Saturday, January 26, 2013

The Nutrition Debate #85: My Goal Weight and the BMI Table

Like many who are overweight, obese or morbidly obese (what a dreadful term!), I have spent a lot of time over the years thinking – dreaming really, about my goal weight. I think this may be especially true of those of us who have finally found a way to lose weight without hunger and now see the pounds dropping off easily. And they are fat pounds, because we have become “fat burners,” through ketosis, enabling us to burn fat for energy by severely restricting our carbohydrate intake. We are always wondering, How far can I go? How far do I really want to go? How thin could I be?

The “experts” tell us not to be too ambitious – to set modest goals, because they know how common it is to fail. They say that even a 10% (or less) weight loss will make a big difference in our health markers, especially for Cardiovascular Disease (CVD). But we can dream, can’t we? We can imagine ourselves as much thinner (if we are more than 10% “overweight,” as many of us now are). As I was seeing two pounds of fat dissolve a week for about a year (about 5 years ago), I imagined that I could be just 187 pounds – half my starting weight of 375 pounds. At my low point I had lost 170 pounds (45% of me), and was just 17 pounds shy of my goal when, on a 3-week vacation, I stopped losing.

Today, after regaining 70 pounds over the last four years, I am starting to lose again. As of this posting I have re-lost 30 pounds (60%) of the 50 I am targeting towards my new goal of 225 pounds. That will represent a loss of 150 pounds (40%) from the start. That weight, 225 lbs, is my new goal weight – the one I will strive to maintain for the rest of my life.

But what do all these numbers mean? My wife told me I would look like a scarecrow if I had lost all 187 pounds. A neighbor who saw me on the street when I was near my low of 205 said, “Are you okay? Are you well?” Funny! Maybe I wouldn’t recognize myself, had I gotten there. Who knows? I certainly would have been a different man – just half the man I used to be, my wife used to joke. And at 225 I will still be clinically classified as obese. But I’ll be happy, for a time.

Goal weight is a very subjective thing. It is purely personal. My present goal is to lose 50 pounds in two stages. I started at 275 and want to get to 225. The first stage, which I started last September, was to lose 25 pounds by year’s end, then 25 more before my next doctor’s appointment in late-April. So the first part required that I persevere through the Thanksgiving and Christmas holidays. I reached the first goal, on January 3rd, a few days late.

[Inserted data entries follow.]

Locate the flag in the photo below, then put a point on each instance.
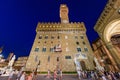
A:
(36, 58)
(58, 48)
(48, 58)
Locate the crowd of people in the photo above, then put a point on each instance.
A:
(57, 75)
(21, 75)
(98, 75)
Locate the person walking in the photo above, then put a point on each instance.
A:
(55, 75)
(23, 76)
(11, 75)
(29, 77)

The second 25 pounds has to be lost while we are at our winter home in Florida, and includes a week-long vacation in Aruba. I’ve never lost weight, or even been able to maintain my weight, in Florida or on vacation, when we eat out (and drink) every night. But the trip to Aruba is now history – and I made history. I went there at 250 and came home at 250! Now, the challenge is to lose 25 pounds in the next 13 weeks. That’s very doable; just 2 pounds a week. I’ve done it before, many times. The question is: Will I do it in Florida? Will I make history again? I’ll let you know – end of April.

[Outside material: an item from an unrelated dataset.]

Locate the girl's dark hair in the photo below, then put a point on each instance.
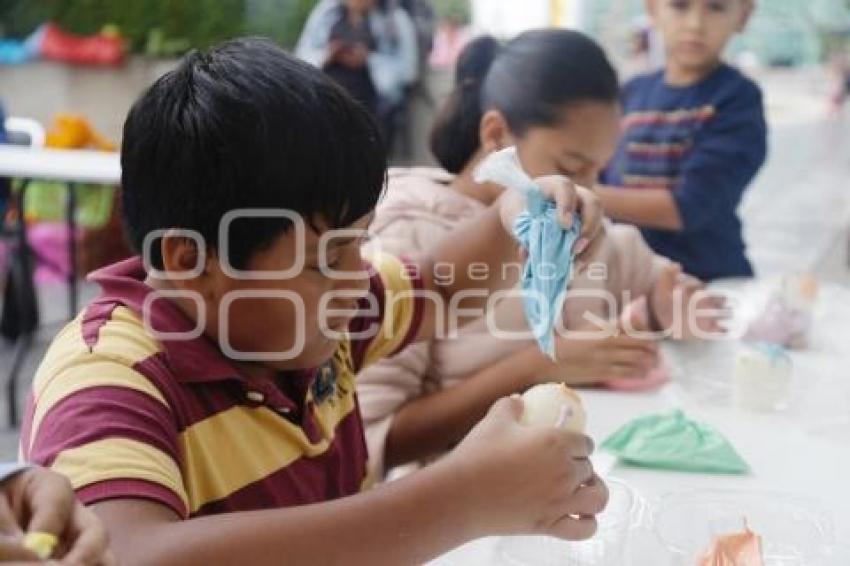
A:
(531, 81)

Ideal weight is a total other thing. It is also very subjective, if a bit more impersonal.  What I call my body type (“big boned”) might actually just be my body image from having lived a lifetime looking at it. Why else would there be just one clinical standard in the U.S. (since 1998) for judging weight? It is universal and requires only height and weight and is, in my subjective opinion, totally unrealistic. I am referring, of course, to the Body Mass Index (BMI) table, linked here. In it a person (male or female of any “body type” who is now 5’-11” tall should weigh between 136 and 172 to be considered “normal “weight. The average “normal weight for a person my height would be 150 pounds. That’s ridiculous. It’s skeletal, a mere scarecrow. My father told me he weighed 150 in the Great Depression, and again when he was diagnosed with TB in 1950. After a nine-month stay in hospital put a little flesh on his bones, he weighed 175!

So, my goal weight of 225 pounds is still much higher than my ideal weight. It is in fact 75 pounds higher. It is higher even than the BMI scale range (179 to 208) allows for me to be considered “overweight.” In fact, 225 pounds is still considered “obese” for a 5’ – 11” person. The “obese” range is 215 to 279. But that’s okay. It’s my goal weight.

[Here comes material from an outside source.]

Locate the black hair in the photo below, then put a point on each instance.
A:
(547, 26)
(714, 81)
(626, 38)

Lean Body Weight is another term that is sometimes used by athletes (and thin people) with only a small amount of body fat. To me it is a foreign concept, an exotic species.  It is achievable, no doubt, and the most desirable weight to be, if you have the physique ,the genetic predisposition and a history of eating right and staying “trim.” It is also a very useful weight to use when deciding how much protein to eat to avoid unwanted gluconeogenesis if you are a Type 2 diabetic and are working to achieve optimal glucose control and weight loss through diet. But that’s another story.